On the bottom of the Volkswagens, which are almost all tin, it still says "CKO" with the word "Replica" and the Kovap logo applied as a sticker. Some of the newer Kovap models even appeared superior in finish and packaging to those of the old Kellerman.

Kaden also took over the production of Gonio, another model company from the Czech Republic that had earlier produced a large range of high quality 1:24 scale military vehicles in pressed tin which Kaden developed further. Gonio had operated from Tovarni 560, 374 15 in Trhove Sviny. No new models were made, but Kaden continued many variations, including the Long Range Desert Group Jeep which was shown in the last of the Gonio price lists, but which finally arrived in the later Kaden Red box, rather than the Gonio Blue packaging. Vehicles like the Kubelwagen came out with material covered plastic roofs. Some items shown in catalogues have never seen the light of day. Apparently, however, Kaden has ceased producing the Gonio range.

==Factory directions==
With the fall of communism, as with all the Soviet satellite countries, products were recrafted and repackaged to be sold to the western markets and toys were no exception. Reflecting the 180 degree change in economic orientation away from the Soviet Union, Kovodružstvo Náchod changed its name to Kovap Náchod in 1991. In 1993, Kaden toys became products of the Czech Republic as Slovakia made its own way in the new Europe. As of 2016, both names had parallel websites.

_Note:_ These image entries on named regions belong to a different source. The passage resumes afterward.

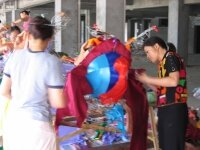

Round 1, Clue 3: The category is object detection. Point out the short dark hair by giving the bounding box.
[143,36,167,50]
[10,26,21,33]
[28,16,54,40]
[20,10,30,15]
[167,42,176,52]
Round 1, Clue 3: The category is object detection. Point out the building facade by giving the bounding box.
[0,0,200,65]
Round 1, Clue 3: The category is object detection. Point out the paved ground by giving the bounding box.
[132,55,200,108]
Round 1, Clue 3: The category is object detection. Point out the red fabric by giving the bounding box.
[124,69,149,150]
[55,66,92,127]
[56,39,148,150]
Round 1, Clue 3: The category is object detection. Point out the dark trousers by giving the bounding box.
[158,103,188,150]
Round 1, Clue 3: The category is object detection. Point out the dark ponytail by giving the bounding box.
[143,36,167,50]
[167,42,176,52]
[20,10,30,15]
[28,16,54,40]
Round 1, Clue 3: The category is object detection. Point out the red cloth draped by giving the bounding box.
[124,69,149,150]
[56,39,148,150]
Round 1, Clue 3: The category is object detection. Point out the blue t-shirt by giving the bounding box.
[4,49,64,122]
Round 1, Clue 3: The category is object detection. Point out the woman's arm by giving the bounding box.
[11,19,22,26]
[136,71,179,87]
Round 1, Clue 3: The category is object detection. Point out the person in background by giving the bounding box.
[11,10,31,31]
[0,26,21,54]
[167,42,176,52]
[0,16,66,150]
[136,36,188,150]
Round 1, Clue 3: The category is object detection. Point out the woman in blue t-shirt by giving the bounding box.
[0,16,66,150]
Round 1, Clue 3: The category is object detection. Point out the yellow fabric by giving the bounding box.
[0,97,10,136]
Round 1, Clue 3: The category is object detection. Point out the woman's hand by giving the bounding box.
[135,71,149,84]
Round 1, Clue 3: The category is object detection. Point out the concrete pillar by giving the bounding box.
[55,0,80,56]
[168,0,189,64]
[96,0,126,42]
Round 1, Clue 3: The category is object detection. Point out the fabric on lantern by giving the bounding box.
[86,52,119,98]
[56,39,148,150]
[100,56,129,104]
[124,69,149,150]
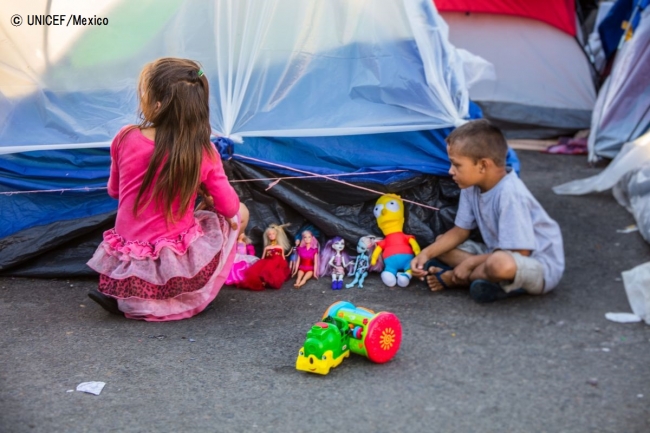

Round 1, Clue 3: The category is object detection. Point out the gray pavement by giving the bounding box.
[0,151,650,433]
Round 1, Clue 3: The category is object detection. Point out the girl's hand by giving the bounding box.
[226,218,238,230]
[196,184,214,210]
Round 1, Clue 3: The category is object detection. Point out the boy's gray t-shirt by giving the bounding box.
[455,171,564,292]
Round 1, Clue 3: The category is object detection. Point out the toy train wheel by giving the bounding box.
[365,312,402,364]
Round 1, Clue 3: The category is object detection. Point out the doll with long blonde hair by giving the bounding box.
[237,224,291,290]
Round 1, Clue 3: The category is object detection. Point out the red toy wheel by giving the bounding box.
[365,312,402,364]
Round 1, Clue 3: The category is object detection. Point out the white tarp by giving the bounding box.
[0,0,475,153]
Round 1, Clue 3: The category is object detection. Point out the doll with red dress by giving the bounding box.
[225,232,259,286]
[237,224,291,290]
[291,230,320,289]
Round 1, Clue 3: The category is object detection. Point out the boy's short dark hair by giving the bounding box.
[445,119,508,167]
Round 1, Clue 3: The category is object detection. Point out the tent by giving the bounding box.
[588,0,650,162]
[434,0,596,138]
[0,0,518,276]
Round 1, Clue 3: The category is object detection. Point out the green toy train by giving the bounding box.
[296,301,402,374]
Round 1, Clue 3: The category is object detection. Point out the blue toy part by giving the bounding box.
[384,254,415,274]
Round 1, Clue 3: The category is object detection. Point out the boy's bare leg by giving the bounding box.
[469,251,517,283]
[426,248,472,292]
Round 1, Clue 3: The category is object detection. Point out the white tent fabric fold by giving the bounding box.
[0,0,480,154]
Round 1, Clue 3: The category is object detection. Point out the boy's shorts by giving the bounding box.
[457,240,544,295]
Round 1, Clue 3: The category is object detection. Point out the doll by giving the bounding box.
[288,233,301,276]
[237,224,291,290]
[291,230,320,289]
[225,232,259,286]
[345,236,383,289]
[320,236,350,290]
[370,194,420,287]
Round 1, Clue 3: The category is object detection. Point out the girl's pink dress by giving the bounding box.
[88,128,239,321]
[226,242,259,286]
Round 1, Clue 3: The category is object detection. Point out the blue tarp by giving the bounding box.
[0,104,519,239]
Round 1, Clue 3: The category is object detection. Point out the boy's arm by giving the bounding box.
[409,238,421,256]
[370,245,383,266]
[411,226,470,278]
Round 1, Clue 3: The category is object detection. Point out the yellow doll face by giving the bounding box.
[373,194,404,234]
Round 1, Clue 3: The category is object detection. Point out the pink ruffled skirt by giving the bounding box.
[88,211,239,322]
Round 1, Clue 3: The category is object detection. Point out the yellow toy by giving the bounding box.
[370,194,420,287]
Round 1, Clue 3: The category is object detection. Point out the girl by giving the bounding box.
[237,224,291,290]
[291,230,320,289]
[88,58,248,321]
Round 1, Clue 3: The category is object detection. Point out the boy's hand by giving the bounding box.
[411,253,429,280]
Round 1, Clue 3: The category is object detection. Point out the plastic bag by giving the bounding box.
[621,262,650,325]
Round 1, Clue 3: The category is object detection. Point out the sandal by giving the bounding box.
[88,290,124,316]
[429,269,449,290]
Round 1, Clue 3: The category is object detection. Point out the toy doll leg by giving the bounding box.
[359,272,368,289]
[394,254,415,287]
[345,272,359,289]
[293,271,305,289]
[295,271,314,289]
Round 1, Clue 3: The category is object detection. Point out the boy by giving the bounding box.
[411,119,564,302]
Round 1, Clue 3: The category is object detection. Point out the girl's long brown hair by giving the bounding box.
[133,57,215,223]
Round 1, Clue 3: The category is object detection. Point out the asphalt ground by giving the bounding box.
[0,151,650,433]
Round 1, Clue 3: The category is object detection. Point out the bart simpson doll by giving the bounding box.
[370,194,420,287]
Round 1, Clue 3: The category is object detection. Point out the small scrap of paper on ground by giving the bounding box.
[605,313,641,323]
[77,382,106,395]
[616,224,639,233]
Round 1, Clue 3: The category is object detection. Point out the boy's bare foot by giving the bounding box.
[427,266,453,292]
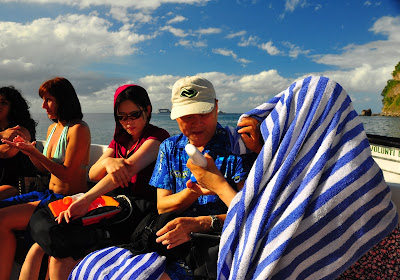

In the mid-1990s, Kaden models continued to be sold in the west, but now in diecast metal instead of pressed tin or plastic. Offered are modern Škodas, Jeeps, and Tatra trucks and military materials carriers. Škoda models are often sold in promotional company colored boxes of white and green, which carry company information on their end flaps. The company (which it now legitimately can be called – not being a communist party factory anymore) has also moved into the buzzing European 1:87 scale market.